Manitoba running events lack money and awareness with online format
By: Brett MacLaren
Once a common and effective way to raise money, running events across Manitoba have dried up since switching to a virtual format.
Going from in-person to virtual runs have led to fewer people participating in these events and less money being raised for people like Brady Bobrowich, a 12-year-old with a genetic condition called neurofibromatosis (NF).
Bobrowich’s mom, Corrine Thompson-Bobrowich, said her son’s condition causes him to grow tumours anywhere in his body – he currently has over 100 tumours. He’s had four surgeries on his spine, countless scans, and has spent many hours at the Children’s Hospital.
Each year, Thompson-Bobrowich organizes the Lockport River’s Edge Run for NF to raise money and awareness for her son’s condition.
This year, Thompson-Bobrowich tried to organize a virtual run the week of September 18-25 but was left with little to show for it.
“It was this rinky-dink kinda run in Lockport,” she said. “We kinda just threw it together.”
When the run was in person, Thompson-Bobrowich said it would attract about 200 participants. Runners start at Skinner’s on River Road, weaving the river’s edge and finishing back at Skinner’s for a pancake breakfast.
“People would come out to support. It was a great community event,” she said.
The less structured, virtual edition of the run saw just 18 participants this year.
Thompson-Bobrowich said people could pay a fee and run wherever and whenever they wanted, taking the event away from its community roots.
The River’s Edge Run, which usually raises about $10,000 for Manitoba Neurofibromatosis Support Group, raised about $2,700 from the virtual version.
This year, the funds went to Brady’s Champion Child page for the Children’s Hospital Foundation of Manitoba, which is about $25,000 short of its $50,000 goal.

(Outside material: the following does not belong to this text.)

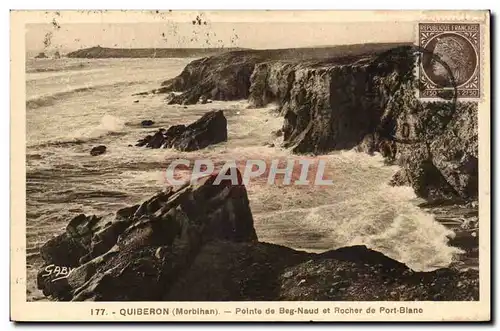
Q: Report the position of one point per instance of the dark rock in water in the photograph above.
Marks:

The River’s Edge run is just one run in a string of Manitoba running events that have been forced onto virtual platforms or cancelled since the beginning of the pandemic.
The Winnipeg Fire Paramedic Services (WFPS) Run, scheduled for an in-person race October 16-17, was cancelled in September.
The organizers pointed to a potential fourth wave and uncertainty around low registration, venue, and revenue for its cancellation.
But the in-person Manitoba Marathon, down from 10,000 participants to about 3,000 in 2021, returned runners to the true thrill of running in-person on Labour Day weekend.
Geralyn Wichers, a Creative Communications graduate, ran the 10-kilometre race and said it felt like previous years.
“There doesn’t seem to be any way to replicate the shot of adrenaline and motivation of an in-person race,” Wichers said.
Thompson-Bobrowich hopes to hold her race to in-person in 2022.